Her burgeoning anger dissipates, replaced by concern. “Do you feel sick?”
She reaches out a hand to touch me, but I push it away.
The hurt on her face makes me slightly ill, but I press. “No, that’s not what I mean. Do I have SCID?”
Her concern morphs into exasperation and a little pity. “Is this still about that letter?”
“Yes,” I say. “And Carla, too. She said that maybe you weren’t OK.”
“Meaning what?”
What am I accusing her of exactly? “Where are all the papers?” I demand.
She takes a deep breath to steady herself. “Madeline Whittier, what are you talking about?”
“You have records for everything, but there’s nothing about SCID in here. Why can’t I find anything?” I grab the red folder from the ground and shove it at her. “You have everything else.”
“What are you talking about?” she asks. “Of course it’s in here.”
I’m not sure what I was expecting her to say, but that was not it. Does she really believe it’s all here?
She clutches the folder to her chest like she’s trying to make it a part of herself. “Did you look carefully? I keep everything.”
She walks over to her desk and clears a space. I watch her as she examines the files, rearranging them, smoothing her hands over pages that don’t need smoothing.
After a while she looks up at me. “Did you take them? I know they were in here.” Her voice is thick with confusion and, also, fear.

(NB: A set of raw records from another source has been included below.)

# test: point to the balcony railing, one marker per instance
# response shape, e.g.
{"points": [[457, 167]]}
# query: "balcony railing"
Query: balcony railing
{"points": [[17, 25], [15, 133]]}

And that’s when I know for sure.
I am not sick and I never have been.
OUTSIDE
I RUN FROM the office. The hallway stretches out before me and it is endless. I’m in the air lock and it is windless. I’m outside and my breath is soundless.
My heart is beatless.
I vomit all the nothing in my stomach. Bile burns the back of my throat.
I’m crying and the cool morning air chills the tears on my face.
I’m laughing and the cold invades my lungs.
I’m not sick. I’ve never been sick.
All the emotions I’ve held in check over the past twenty-four hours crash over me. Hope and despair, anticipation and regret, joy and anger. How is it possible to have an emotion and its opposite at the same time? I’m struggling in a black ocean, a life jacket across my chest, an anchor on my leg.
My mom catches up to me. Her face is a ruin of fear. “What are you doing? What are you doing? You have to get inside.”
My vision tunnels and I hold her in my sights. “Why, Mom? Why do I have to go inside?”
“Because you’re sick. Bad things could happen to you out here.”
She reaches out to me to pull me toward her, but I jerk away from her.
“No. I’m not going back in.”
“Please,” she begs. “I can’t lose you, too. Not after everything.”
Her eyes are on me, but I know without a doubt that she’s not seeing me at all.
“I lost them. I lost your dad and I lost your brother. I couldn’t lose you, too. I just couldn’t.”
Her face crumbles, falls completely apart. Whatever structures were holding it up give way in a sudden and catastrophic failure.
She’s broken. She’s been broken for a long time. Carla was right. She never recovered from their deaths.